I would start out like this.

clamp the front of your current leaf springs, and unclamp the rear since you are foot braking and not letting go of a trans brake or dumping a clutch.

go with a taller slick to kill some gear, and give you a bigger contact patch
get the front end working!!!!! this may be the most important.

get at least 5-8 degrees of pinion angle. this is very important. if you need more then go to an Advance Auto Parts store and look where they have their helper springs, spring clamps, and such. they will have packs of pinion angle shims in that section that come in 2 degrees and are MUCH cheaper than ordering from somewhere.

try to get at least 5 inches of travel in the front end before the tire leaves the ground. leaving the factory strut rods and going to one with solid bushings and heim joints will help maybe as much as anything. trim the upper control arm bump stop down to gain more travel, or take it off all together as long as the side of the shock doesn't hit anything after you do.

I could only get 4 inches of travel out of mine, but more is desirable.

one more trick that will make the car hook and run fast is to add 100-200 pounds of weight in the trunk as far back as possible. just use something like a ballast box and make sure it is secure. I have seen many guys do this and pick up on ET even though they weigh more. if a light car won't hook, then being lighter isn't doing you any good.

try that first and I think you will be surprised. the areas of concern after doing those things would be if the rear end and body are seperating too quickly at launch and shocking the tire. in that case the 50-50 shocks would have to make way for an adjustable so that you could slow down the seperation and let the tire plant properly without being hit too hard.

the pinion snubber could also be used at this time before going to super stock springs. 1/2 inch from the floor is usually a good place. I have one on my car but it doesn't even touch the floor with the springs clamped up. I have it set at 1 1/2 inches just in case a clamp or something breaks. at least it will save my u joints from failure.

good luck and let us know how it turns out.

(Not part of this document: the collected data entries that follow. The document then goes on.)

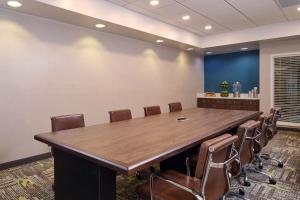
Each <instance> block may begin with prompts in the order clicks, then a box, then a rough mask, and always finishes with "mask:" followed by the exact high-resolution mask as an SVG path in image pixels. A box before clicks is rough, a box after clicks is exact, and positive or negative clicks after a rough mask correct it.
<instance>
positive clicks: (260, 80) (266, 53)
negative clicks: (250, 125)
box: [260, 39, 300, 111]
mask: <svg viewBox="0 0 300 200" xmlns="http://www.w3.org/2000/svg"><path fill="white" fill-rule="evenodd" d="M297 52H298V53H300V39H290V40H284V41H269V42H262V43H261V44H260V97H261V101H260V102H261V105H260V107H261V110H263V111H268V110H269V109H270V107H271V106H272V84H273V83H272V82H273V81H272V66H271V65H272V61H271V59H272V56H273V55H276V54H286V53H297Z"/></svg>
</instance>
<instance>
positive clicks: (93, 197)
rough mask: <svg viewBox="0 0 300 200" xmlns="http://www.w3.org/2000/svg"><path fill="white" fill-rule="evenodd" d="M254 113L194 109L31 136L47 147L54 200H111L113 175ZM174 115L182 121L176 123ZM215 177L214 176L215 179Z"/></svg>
mask: <svg viewBox="0 0 300 200" xmlns="http://www.w3.org/2000/svg"><path fill="white" fill-rule="evenodd" d="M259 114H260V112H258V111H242V110H223V109H207V108H193V109H186V110H182V111H180V112H172V113H163V114H160V115H154V116H149V117H140V118H134V119H131V120H126V121H120V122H115V123H104V124H98V125H93V126H87V127H84V128H76V129H70V130H64V131H58V132H50V133H42V134H38V135H35V136H34V138H35V139H36V140H38V141H41V142H43V143H46V144H48V145H50V146H51V147H52V154H53V158H54V188H55V199H56V200H94V199H95V200H96V199H97V200H114V199H116V175H117V172H118V173H123V174H125V175H132V174H135V173H136V172H137V171H140V170H143V169H148V168H149V167H150V166H151V165H153V164H155V163H161V165H162V166H164V168H168V167H170V168H172V165H173V166H174V167H176V164H174V160H173V161H172V162H171V163H172V164H171V165H168V164H166V163H168V160H169V159H172V158H174V157H176V155H179V154H181V153H183V152H185V151H186V150H188V149H191V148H193V147H196V146H198V145H200V144H201V143H202V142H203V141H204V140H207V139H209V138H212V137H215V136H218V135H220V134H223V133H225V132H227V131H230V130H233V129H236V128H237V127H238V126H239V125H241V124H242V123H244V122H246V121H247V120H250V119H256V118H257V117H258V116H259ZM179 117H185V118H186V120H184V121H178V120H177V119H178V118H179ZM216 178H217V177H216Z"/></svg>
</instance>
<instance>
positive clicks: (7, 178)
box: [0, 131, 300, 200]
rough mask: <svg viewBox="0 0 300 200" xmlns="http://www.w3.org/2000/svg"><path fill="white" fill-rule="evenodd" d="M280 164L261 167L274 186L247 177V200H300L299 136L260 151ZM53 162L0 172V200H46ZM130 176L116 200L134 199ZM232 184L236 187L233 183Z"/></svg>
mask: <svg viewBox="0 0 300 200" xmlns="http://www.w3.org/2000/svg"><path fill="white" fill-rule="evenodd" d="M264 151H265V152H267V153H270V154H271V155H272V156H275V157H276V158H279V159H282V160H283V161H284V164H285V167H284V168H283V169H280V168H278V167H276V166H274V165H265V166H264V171H265V172H267V173H269V174H271V175H273V176H274V177H275V178H276V179H277V184H276V185H270V184H268V180H267V179H265V178H264V177H261V176H258V175H257V174H250V175H249V177H251V183H252V184H251V186H250V187H247V188H245V189H246V192H247V197H248V198H250V199H261V200H271V199H274V200H279V199H285V200H292V199H293V200H295V199H300V132H291V131H281V132H279V133H278V134H277V135H276V137H275V138H274V139H273V140H272V142H271V143H269V145H268V147H267V148H266V149H265V150H264ZM52 182H53V161H52V159H46V160H41V161H38V162H34V163H30V164H26V165H23V166H19V167H15V168H11V169H7V170H2V171H0V200H41V199H43V200H50V199H54V193H53V191H52ZM139 183H140V181H138V180H137V179H136V178H135V177H134V176H130V177H126V176H118V177H117V199H118V200H125V199H128V200H133V199H136V195H135V193H134V190H135V186H136V185H137V184H139ZM234 184H237V182H235V183H234Z"/></svg>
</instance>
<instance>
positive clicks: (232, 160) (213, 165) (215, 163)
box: [211, 148, 239, 168]
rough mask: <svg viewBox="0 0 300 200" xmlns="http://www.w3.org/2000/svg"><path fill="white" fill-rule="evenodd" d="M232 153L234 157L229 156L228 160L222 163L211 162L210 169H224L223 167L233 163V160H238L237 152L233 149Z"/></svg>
mask: <svg viewBox="0 0 300 200" xmlns="http://www.w3.org/2000/svg"><path fill="white" fill-rule="evenodd" d="M232 152H233V153H234V155H233V156H231V158H230V159H228V160H226V161H225V162H224V163H214V162H212V163H211V167H214V168H224V167H225V166H227V165H228V164H229V163H231V162H233V161H234V160H239V159H238V156H239V153H238V151H237V150H236V149H235V148H233V149H232Z"/></svg>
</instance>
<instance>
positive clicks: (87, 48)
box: [0, 9, 203, 163]
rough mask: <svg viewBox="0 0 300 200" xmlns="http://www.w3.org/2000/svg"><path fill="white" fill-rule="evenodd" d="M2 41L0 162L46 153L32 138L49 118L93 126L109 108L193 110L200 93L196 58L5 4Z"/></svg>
mask: <svg viewBox="0 0 300 200" xmlns="http://www.w3.org/2000/svg"><path fill="white" fill-rule="evenodd" d="M0 46H1V48H0V111H1V115H0V122H1V123H0V163H4V162H8V161H12V160H15V159H20V158H24V157H28V156H33V155H37V154H41V153H44V152H47V151H48V147H47V146H46V145H44V144H42V143H40V142H37V141H34V140H33V136H34V135H35V134H37V133H41V132H47V131H50V116H54V115H62V114H71V113H84V114H85V118H86V124H87V125H91V124H96V123H103V122H108V119H109V117H108V113H107V111H109V110H112V109H119V108H130V109H132V112H133V116H134V117H138V116H142V115H143V110H142V107H143V106H147V105H160V106H161V108H162V111H163V112H167V110H168V107H167V103H169V102H172V101H181V102H182V103H183V107H184V108H188V107H195V106H196V92H199V91H203V63H202V62H203V59H202V58H201V57H200V56H197V55H194V54H187V52H181V51H179V50H177V49H173V48H169V47H164V46H160V45H155V44H151V43H146V42H143V41H139V40H134V39H130V38H126V37H122V36H118V35H112V34H108V33H104V32H100V31H99V32H98V31H94V30H90V29H85V28H81V27H76V26H73V25H69V24H64V23H60V22H56V21H51V20H47V19H43V18H38V17H33V16H30V15H25V14H19V13H15V12H12V11H7V10H3V9H1V12H0Z"/></svg>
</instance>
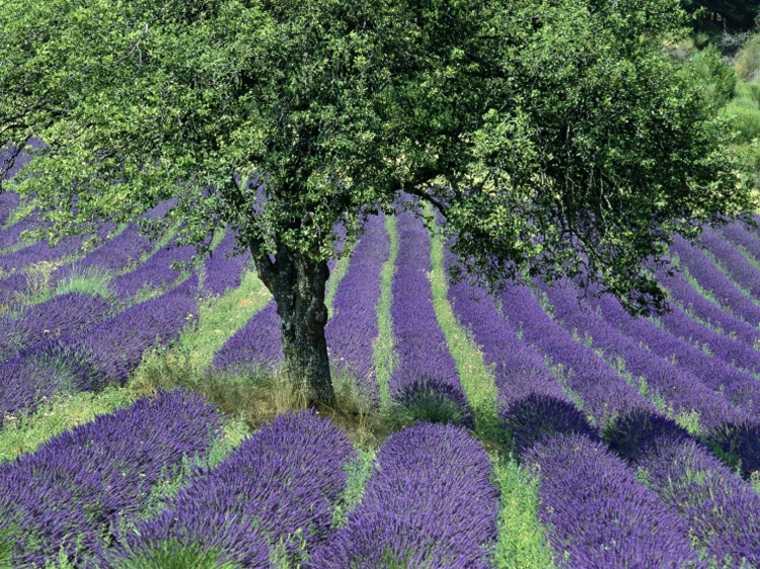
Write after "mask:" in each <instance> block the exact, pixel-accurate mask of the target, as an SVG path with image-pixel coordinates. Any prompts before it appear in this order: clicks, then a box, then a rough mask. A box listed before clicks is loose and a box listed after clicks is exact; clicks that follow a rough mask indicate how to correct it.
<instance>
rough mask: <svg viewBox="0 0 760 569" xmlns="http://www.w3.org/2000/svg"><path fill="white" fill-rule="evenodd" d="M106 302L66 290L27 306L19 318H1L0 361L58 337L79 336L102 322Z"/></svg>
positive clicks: (106, 301)
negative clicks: (43, 301)
mask: <svg viewBox="0 0 760 569" xmlns="http://www.w3.org/2000/svg"><path fill="white" fill-rule="evenodd" d="M110 308H111V307H110V304H109V303H108V302H107V301H105V300H104V299H102V298H100V297H95V296H90V295H87V294H79V293H70V294H63V295H60V296H56V297H54V298H52V299H51V300H48V301H46V302H43V303H41V304H35V305H32V306H30V307H28V308H27V309H26V310H25V311H24V313H23V315H22V317H21V318H19V319H18V320H14V321H9V319H5V320H4V321H3V324H2V325H0V328H2V329H3V330H4V333H2V334H0V361H2V360H4V359H7V358H8V357H10V356H11V355H13V354H14V353H17V352H18V351H19V350H21V349H22V348H23V349H24V350H27V351H28V350H30V349H33V348H34V346H35V345H36V344H38V343H39V342H43V341H45V340H50V339H53V338H59V337H61V336H79V335H80V334H82V333H84V332H85V331H86V330H87V329H89V328H91V327H92V326H94V325H95V324H97V323H99V322H100V321H102V320H103V319H104V318H105V317H106V316H107V314H108V312H109V310H110Z"/></svg>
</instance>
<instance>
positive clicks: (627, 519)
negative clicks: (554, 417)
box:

I to am worried that going from my 340 with 456 gears, to a 408 stroker is going to give me grate fits with planting the tire!!!!!
I liked this enough that i printed it out and will put it on my wind shield for now:burnout:

You wouldn't have some pic's or better description for the SS Spring front segment clamp, set up?
 
I to am worried that going from my 340 with 456 gears, to a 408 stroker is going to give me grate fits with planting the tire!!!!!
I liked this enough that i printed it out and will put it on my wind shield for now:burnout:

You wouldn't have some pic's or better description for the SS Spring front segment clamp, set up?
images






this isn't my car but here you go.

the only thing you do is clamp at the end of each leaf in front of the axle.
the only difference in mine from the photo is that I didn't clamp the short leaf that he is pointing at. in my opinion that leaf is so short it can not distort. now, maybe I am missing the boat, and should have done that leaf. you can try it both ways.

also, I put a clamp right up against the factory clamp where he did not.

http://shop.advanceautoparts.com/p/autocraft-leaf-spring-clamp-kit-1-set-ac131401-13-140/10053472-P

these are the clamps that I use. you can get them from advance auto parts. they make 2 1/2'' and 3'' clamps. you want the 2 1/2''. you can see that the shoulder on the clamp is long after the threads stop. what I done was took a tap and run it over the shoulders so that I would not run out of thread before the clamp got tight. I also marked the clamps and cut off the excess threads after I tightend them up. works like a charm.
 
Thanks for taking the time. Going to have to invest in some of them!